More broadly, there was a 0.8% rise across the three months to May 2025 when compared with the three months to February 2025, and a 1.7% rise when comparing with the three months to May 2024.

Food stores sales volumes fell by 5% in May 2025 following growth of 4.7% in April. This was their largest monthly fall since May 2021. The fall was mainly because of reduced sales volumes in supermarkets, with retailer comments talking of inflation and customer cutbacks, alongside reduced sales of alcohol and tobacco products.

Online spend falls

The amount spent online, known as “online spending values”, fell by 1% over the month to May 2025 and by 2.5% when comparing May 2025 with May 2024. More broadly, sales values rose by 3.6% when comparing the three months to May 2025 with the three months to February 2025.

Total spend – the sum of in-store and online sales – fell by 2.4% over the month. As a result, the proportion of sales made online rise from 26.8% in April 2025 to 27.2% in May 2025.

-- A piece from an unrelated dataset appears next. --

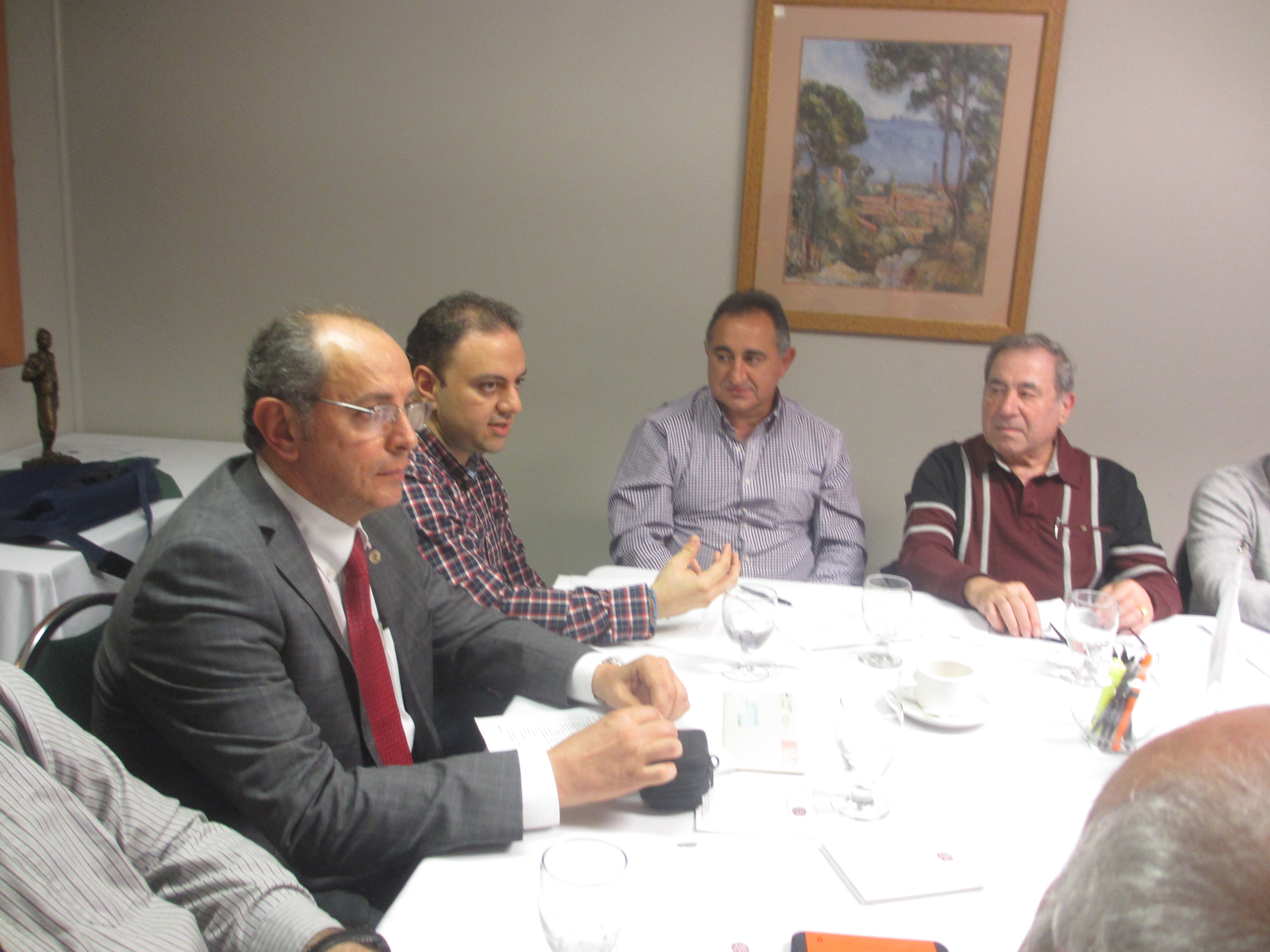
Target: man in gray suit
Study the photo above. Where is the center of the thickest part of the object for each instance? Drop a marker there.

Responding to the latest ONS Retail Sales Index figures, Kris Hamer, director of insight at the British Retail Consortium (BRC), said: “This weak consumer demand comes at a particularly bad time as retailers are having to grapple with billions of pounds of extra costs this year following the Chancellor’s Budget last October.

“The future of business rates reforms is still unclear, but it is vital that it does not result in any shop paying more. Otherwise many retailers could be forced to shut down stores, which will impact jobs and local communities, and ultimately the UK’s economic growth.”